AnchiBERT: A Pre-Trained Model for Ancient ChineseLanguage Understanding and Generation
This addresses the challenge of processing ancient Chinese for cultural and linguistic applications, but it is incremental as it adapts an existing method (BERT) to a new domain.
The authors tackled the problem of natural language processing for ancient Chinese, which lacks large-scale parallel data, by releasing AnchiBERT, a pre-trained model based on BERT trained on monolingual ancient Chinese corpora; it outperformed BERT and non-pretrained models, achieving state-of-the-art results on tasks like poem classification, translation, and generation.

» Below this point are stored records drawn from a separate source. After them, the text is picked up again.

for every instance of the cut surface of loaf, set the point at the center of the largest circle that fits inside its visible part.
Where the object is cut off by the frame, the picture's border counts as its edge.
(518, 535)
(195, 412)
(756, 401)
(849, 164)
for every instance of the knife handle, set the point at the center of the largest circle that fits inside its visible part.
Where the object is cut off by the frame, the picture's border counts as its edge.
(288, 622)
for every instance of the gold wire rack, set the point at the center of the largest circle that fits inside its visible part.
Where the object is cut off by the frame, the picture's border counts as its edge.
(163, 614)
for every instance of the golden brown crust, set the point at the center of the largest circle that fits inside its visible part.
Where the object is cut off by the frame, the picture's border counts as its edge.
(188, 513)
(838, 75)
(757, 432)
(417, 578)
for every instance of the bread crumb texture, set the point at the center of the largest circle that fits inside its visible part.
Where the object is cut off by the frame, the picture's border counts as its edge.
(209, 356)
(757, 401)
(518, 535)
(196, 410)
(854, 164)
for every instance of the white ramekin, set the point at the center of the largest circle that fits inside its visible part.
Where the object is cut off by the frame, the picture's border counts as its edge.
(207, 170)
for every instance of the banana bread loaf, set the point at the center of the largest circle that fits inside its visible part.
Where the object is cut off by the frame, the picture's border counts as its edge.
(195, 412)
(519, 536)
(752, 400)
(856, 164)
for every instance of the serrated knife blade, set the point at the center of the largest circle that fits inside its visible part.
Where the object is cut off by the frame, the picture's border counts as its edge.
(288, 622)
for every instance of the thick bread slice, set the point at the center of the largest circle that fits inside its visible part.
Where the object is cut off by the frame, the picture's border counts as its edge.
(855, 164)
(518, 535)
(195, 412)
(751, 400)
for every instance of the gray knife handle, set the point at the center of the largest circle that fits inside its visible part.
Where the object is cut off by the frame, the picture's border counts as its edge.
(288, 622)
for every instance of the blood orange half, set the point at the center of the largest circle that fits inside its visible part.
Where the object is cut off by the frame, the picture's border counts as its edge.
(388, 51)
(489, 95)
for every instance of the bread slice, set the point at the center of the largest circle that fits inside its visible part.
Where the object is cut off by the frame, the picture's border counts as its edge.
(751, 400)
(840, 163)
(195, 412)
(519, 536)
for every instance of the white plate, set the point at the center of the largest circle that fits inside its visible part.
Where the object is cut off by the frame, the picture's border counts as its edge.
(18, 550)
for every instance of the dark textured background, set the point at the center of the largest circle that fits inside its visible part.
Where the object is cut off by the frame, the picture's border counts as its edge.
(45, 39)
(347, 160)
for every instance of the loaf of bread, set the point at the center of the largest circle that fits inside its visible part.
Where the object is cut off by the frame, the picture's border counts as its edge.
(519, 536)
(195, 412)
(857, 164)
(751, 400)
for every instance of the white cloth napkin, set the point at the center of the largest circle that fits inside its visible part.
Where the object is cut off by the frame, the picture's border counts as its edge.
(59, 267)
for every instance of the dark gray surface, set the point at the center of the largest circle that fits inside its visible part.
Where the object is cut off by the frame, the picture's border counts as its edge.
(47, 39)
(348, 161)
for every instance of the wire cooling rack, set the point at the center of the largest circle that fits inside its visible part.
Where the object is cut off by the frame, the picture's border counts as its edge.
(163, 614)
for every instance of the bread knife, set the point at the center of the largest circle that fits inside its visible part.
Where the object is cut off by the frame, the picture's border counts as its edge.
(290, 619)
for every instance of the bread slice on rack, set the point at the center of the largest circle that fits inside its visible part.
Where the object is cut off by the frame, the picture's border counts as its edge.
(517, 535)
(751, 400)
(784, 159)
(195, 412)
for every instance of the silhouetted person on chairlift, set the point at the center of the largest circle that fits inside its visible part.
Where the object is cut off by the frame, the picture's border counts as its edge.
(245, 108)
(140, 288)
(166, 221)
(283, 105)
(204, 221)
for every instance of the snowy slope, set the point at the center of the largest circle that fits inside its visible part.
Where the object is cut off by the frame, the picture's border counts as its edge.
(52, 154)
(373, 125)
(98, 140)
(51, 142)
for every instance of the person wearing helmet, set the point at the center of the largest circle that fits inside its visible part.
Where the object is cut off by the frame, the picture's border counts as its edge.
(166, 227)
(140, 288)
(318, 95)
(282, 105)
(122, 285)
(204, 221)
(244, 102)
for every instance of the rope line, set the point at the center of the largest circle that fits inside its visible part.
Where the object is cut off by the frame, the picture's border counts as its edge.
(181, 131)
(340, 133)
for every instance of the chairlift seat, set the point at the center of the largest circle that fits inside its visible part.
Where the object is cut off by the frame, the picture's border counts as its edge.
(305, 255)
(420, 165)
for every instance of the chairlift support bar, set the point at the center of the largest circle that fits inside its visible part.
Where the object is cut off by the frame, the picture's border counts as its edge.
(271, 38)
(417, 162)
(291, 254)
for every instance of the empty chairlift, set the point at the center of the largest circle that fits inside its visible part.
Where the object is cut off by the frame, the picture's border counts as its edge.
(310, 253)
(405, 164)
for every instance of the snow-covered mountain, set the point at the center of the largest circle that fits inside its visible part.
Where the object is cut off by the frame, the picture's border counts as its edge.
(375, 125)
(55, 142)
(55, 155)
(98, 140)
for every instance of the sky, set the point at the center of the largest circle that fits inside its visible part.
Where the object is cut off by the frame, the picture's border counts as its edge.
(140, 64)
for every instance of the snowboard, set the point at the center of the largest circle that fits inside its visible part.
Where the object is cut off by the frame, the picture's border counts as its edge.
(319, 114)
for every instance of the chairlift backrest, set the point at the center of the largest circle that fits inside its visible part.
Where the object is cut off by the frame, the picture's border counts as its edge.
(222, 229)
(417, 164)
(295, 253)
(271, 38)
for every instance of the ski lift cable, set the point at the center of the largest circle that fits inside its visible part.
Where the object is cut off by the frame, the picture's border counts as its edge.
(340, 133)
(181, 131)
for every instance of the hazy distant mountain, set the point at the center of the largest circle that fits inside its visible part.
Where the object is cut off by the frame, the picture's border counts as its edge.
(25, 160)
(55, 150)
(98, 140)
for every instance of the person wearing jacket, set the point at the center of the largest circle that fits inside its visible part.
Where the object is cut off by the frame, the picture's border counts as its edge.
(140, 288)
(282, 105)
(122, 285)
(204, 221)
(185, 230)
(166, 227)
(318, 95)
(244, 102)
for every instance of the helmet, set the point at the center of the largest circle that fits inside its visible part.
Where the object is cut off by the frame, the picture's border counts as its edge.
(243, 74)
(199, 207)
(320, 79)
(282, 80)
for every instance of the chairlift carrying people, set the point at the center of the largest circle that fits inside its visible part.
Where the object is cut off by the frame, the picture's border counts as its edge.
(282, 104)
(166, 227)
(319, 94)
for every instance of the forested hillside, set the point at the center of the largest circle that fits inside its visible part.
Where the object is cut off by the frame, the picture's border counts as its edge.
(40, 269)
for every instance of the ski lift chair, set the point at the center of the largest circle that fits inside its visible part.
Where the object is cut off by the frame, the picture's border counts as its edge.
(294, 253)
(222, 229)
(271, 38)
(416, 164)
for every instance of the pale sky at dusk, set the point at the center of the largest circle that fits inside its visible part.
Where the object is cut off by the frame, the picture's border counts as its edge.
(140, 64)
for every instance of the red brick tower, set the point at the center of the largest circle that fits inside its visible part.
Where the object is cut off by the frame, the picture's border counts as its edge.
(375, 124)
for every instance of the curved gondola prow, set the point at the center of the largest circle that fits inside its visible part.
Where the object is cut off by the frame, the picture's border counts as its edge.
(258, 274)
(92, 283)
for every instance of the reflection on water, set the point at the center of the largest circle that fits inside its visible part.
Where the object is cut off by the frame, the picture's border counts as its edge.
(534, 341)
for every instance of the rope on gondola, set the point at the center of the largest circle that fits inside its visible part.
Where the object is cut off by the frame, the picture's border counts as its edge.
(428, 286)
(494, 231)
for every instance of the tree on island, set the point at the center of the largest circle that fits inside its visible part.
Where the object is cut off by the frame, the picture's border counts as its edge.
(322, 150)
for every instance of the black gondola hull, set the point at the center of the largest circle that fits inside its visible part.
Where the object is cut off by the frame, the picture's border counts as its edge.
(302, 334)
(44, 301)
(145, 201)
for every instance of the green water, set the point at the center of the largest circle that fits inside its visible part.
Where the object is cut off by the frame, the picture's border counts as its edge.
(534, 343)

Ancient Chinese is the essence of Chinese culture. There are several natural language processing tasks of ancient Chinese domain, such as ancient-modern Chinese translation, poem generation, and couplet generation. Previous studies usually use the supervised models which deeply rely on parallel data. However, it is difficult to obtain large-scale parallel data of ancient Chinese. In order to make full use of the more easily available monolingual ancient Chinese corpora, we release AnchiBERT, a pre-trained language model based on the architecture of BERT, which is trained on large-scale ancient Chinese corpora. We evaluate AnchiBERT on both language understanding and generation tasks, including poem classification, ancient-modern Chinese translation, poem generation, and couplet generation. The experimental results show that AnchiBERT outperforms BERT as well as the non-pretrained models and achieves state-of-the-art results in all cases.